Reactions: Agree 1 | Disagree 1


----------



## Marzuq (3/1/15)

Adam Ross said:


> Atlantis will spit a bit, but thats half the fun!!


I did not enjoy the spitting at all. Hence I sold it off so quickly and for next to nothing.


----------



## Andre (3/1/15)

I do not mind either, but HRH is a pita in this regard. If it just gurgles a bit she refuses to vape it. If it spits all hell breaks loose. So, I understand completely.

Reactions: Agree 1


----------



## Marzuq (3/1/15)

Andre said:


> I do not mind either, but HRH is a pita in this regard. If it just gurgles a bit she refuses to vape it. If it spits all hell breaks loose. So, I understand completely.


Agreed @Andre I don't understand gurgling and often enjoy the sound of it. But spitting is a no for me

Reactions: Agree 2


----------



## Dassie (3/1/15)

Marzuq said:


> Agreed @Andre I don't understand gurgling and often enjoy the sound of it. But spitting is a no for me


I feel exactly like you, but about Lamas spitting. Disgusting.

Reactions: Like 1 | Funny 1


----------



## free3dom (3/1/15)

This is a very interesting problem that I became aware of recently. Besides the Atlantis (and now the SubTank) we are really lacking for very "airy" clearos. And these two are really not for new vapers. We are desparately in need of a clearo with lots of airflow and around 1.0 Ohm coils. It amazes me that there is such a gaping hole in the vaping market (there should be tons of these devices).
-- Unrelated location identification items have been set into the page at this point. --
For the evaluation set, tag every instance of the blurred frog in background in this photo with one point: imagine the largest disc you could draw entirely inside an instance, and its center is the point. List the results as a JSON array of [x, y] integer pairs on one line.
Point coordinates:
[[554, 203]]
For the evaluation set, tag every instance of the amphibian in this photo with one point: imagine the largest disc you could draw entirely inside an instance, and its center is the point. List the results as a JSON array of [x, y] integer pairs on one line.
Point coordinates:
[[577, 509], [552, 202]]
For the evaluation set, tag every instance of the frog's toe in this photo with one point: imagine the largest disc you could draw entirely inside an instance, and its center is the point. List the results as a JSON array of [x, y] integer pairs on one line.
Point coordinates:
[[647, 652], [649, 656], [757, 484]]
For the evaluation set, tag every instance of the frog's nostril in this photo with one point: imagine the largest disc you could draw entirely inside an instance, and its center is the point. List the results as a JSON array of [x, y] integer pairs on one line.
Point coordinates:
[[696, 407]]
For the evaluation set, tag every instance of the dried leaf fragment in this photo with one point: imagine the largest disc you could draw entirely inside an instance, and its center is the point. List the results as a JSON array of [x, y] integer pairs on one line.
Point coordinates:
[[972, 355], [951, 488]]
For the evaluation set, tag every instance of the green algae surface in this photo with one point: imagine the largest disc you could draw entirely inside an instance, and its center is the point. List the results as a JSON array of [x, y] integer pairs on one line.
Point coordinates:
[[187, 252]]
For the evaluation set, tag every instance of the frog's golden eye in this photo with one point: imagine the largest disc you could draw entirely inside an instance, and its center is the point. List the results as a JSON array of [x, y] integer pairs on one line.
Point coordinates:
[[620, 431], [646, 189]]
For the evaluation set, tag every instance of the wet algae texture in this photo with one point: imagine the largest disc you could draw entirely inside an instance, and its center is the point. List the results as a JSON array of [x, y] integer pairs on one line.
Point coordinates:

I just converted a smoker too and for him I had to go with the Lemo - I promised to rebuild if he was unable (he lives about 30+ km away, but I can do that every now and then), but I did show him how to re-wick it himself (I left the pre-build coil as it is very durable). This was the only viable option . That said I do think it will work out though, as re-wicking with a coil replacement every now and then should be fairly easy to maintain.

But we definitely need to find a clearo that will fit this bill. I will keep my eyes peeled, but right now I think the SubTank with 1.2 coils is the only real option with pre-built coils - I also heard of the Atlantis spitting and I don't want to put off any new vapers before they even get started, even if it is just with one or two coils.

I do hope you get it sorted out and help the smoker out

Reactions: Like 1 | Agree 2


----------



## Marzuq (3/1/15)

free3dom said:


> This is a very interesting problem that I became aware of recently. Besides the Atlantis (and now the SubTank) we are really lacking for very "airy" clearos. And these two are really not for new vapers. We are desparately in need of a clearo with lots of airflow and around 1.0 Ohm coils. It amazes me that there is such a gaping hole in the vaping market (there should be tons of these devices).
> 
> I just converted a smoker too and for him I had to go with the Lemo - I promised to rebuild if he was unable (he lives about 30+ km away, but I can do that every now and then), but I did show him how to re-wick it himself (I left the pre-build coil as it is very durable). This was the only viable option . That said I do think it will work out though, as re-wicking with a coil replacement every now and then should be fairly easy to maintain.
> 
> ...



I agree. There is a serious lack in that regard. And it's quite surprising actually.

Reactions: Agree 3


----------



## Dubz (3/1/15)

Marzuq said:


> I agree. There is a serious lack in that regard. And it's quite surprising actually.


Have you considered the Kangertech Aerotank Mega or Aerotank V2? They have options for 1.8ohm, 1.5ohm, 1.2ohm and 0.8ohm coils.

Reactions: Like 1


----------



## Marzuq (3/1/15)

Dubz said:


> Have you considered the Kangertech Aerotank Mega or Aerotank V2? They have options for 1.8ohm, 1.5ohm, 1.2ohm and 0.8ohm coils.



Thanks. I will certainly be looking into those as well

Reactions: Like 1


----------



## BumbleBee (3/1/15)

@Marzuq did I miss something? Why aren't you considering the Nautilus? I find it to be plenty airy

Reactions: Agree 1


----------



## Marzuq (3/1/15)

BumbleBee said:


> @Marzuq did I miss something? Why aren't you considering the Nautilus? I find it to be plenty airy



I have a nautilus mega and it's not as airy the the dual hole cyclops. I'm trying to get as close to a vape as he had using my reo grand and cyclops


----------



## BumbleBee (3/1/15)

Marzuq said:


> I have a nautilus mega and it's not as airy the the dual hole cyclops. I'm trying to get as close to a vape as he had using my reo grand and cyclops



Drill one of the air holes out to 2mm, if that doesn't work try 2.5mm. Just don't drill the hole you use the most.


----------



## Marzuq (3/1/15)

BumbleBee said:


> Drill one of the air holes out to 2mm, if that doesn't work try 2.5mm. Just don't drill the hole you use the most.



They guy I'm giving it to lives in Port Elizabeth so I won't be using it once I send it to him. But thanks for the advice. I will be attempting to drill the hole first thing in the morn.

Reactions: Like 1


----------